Tobacco farmers in Zimbabwe are preparing for the coming planting season. Part of this process is raising the seedlings that will be transplanted onto the fields later in the year.
To ensure the best possible outcome, the conditions in which the seedlings are planted need to be perfect. This includes having healthy soil that contains sufficient nutrients and has the correct pH level. Tobacco is sensitive to acidic soils, and the pH balance in the soil can make the difference between a good or bad harvest. It is therefore very important to know what the pH level and the chemical composition of the soil is. These principles of soil sampling also hold true for the production of other crops.
There are options when it comes to soil sampling. The most effortless, and also the most expensive one, is to have professionals come and take samples from your soil, and then test and analyse them in a laboratory.
The more cost-effective way is to take the samples yourself and send it to a laboratory for tests and analysis.
When taking your own soil samples, there are a number of factors to consider that can impact on the accuracy of the tests.
• When to take samples
• Where to take the samples
• Tools used
• Depth of sampling
• Correct handling of samples
The time of year that you take the soil samples is crucial to success.
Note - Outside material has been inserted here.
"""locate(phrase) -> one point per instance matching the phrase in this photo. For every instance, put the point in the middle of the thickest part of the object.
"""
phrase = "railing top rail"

Samples should be taken just before you plan to use that particular piece of land. Keep in mind that you also cannot wait too long, because you need enough time to apply corrective measures if needed.
It is also best to collect samples from fields before any soil treatment is performed. Collecting samples after fertilisers or compost have been added may lead to inaccurate sampling. Also avoid sampling in areas where there is too much water. Soil should be moist, but not muddy, for the most accurate samples.
As with any other job, sampling is a lot easier with the right tools. It is recommended to use proper coring equipment because it allows the samples to clearly separate the different layers. This will enable you to get accurate results for each layer. Using an auger will result in mixing the layers and will cause less accurate results at the depth that you plan to plant.
To test the complete profile of the soil, you need to take samples fromthree different depths:
• First the topsoil that is found in the first 15 cm from the surface.
• The second layer is from 15 cm to 30 cm.
• The third layer that should be sampled is between 30 cm and 60 cm beneath the surface.
There are different methods of sampling that you can choose from. It is important to keep in mind that the sample should be as representative of the field as possible. The gradient of the soil surface and other variables can result in soil having different levels of nutrients in different areas. The best way to overcome this is by taking multiple samples from the same area.
The following guidelines will enable you to take samples that can produce the most accurate results:
• Between 15 and 20 samples should be taken to improve accuracy.
• Separate each core sample at the depths of 0 cm to 15 cm, 15 cm to 30 cm and 30 cm to 60 cm.
• After each of the cores have been separated into the different depth categories, the samples of similar depths can be mixed. Store these mixed samples in clearly marked containers. These containers should be plastic and not metal as the metal from the container could influence the samples.
• Take 500 g of each of the three mixed samples to send away for testing.
• When fields are sloped, take samples from halfway up the slope to get a good average soil quality.
Nutrients tend to accumulate at the bottom of a slope due to drainage. The top of the slopes will also have less than the average quantity of nutrients.
Ideally, you would test soil samples before every planting season. This is not always practical due to cost and the labour intensity of soil sampling. Some farmers tend to sample their soil every second year. This enables them to apply fertilisers as accurately as possible and using the previous year’s tests in alternating years.
When calculating the costs of these tests, keep in mind what the fertilisers will cost that might be applied ineffectively and the impact that it can have on the harvest. Carefully calculate the risks before deciding on a sampling strategy for your farm.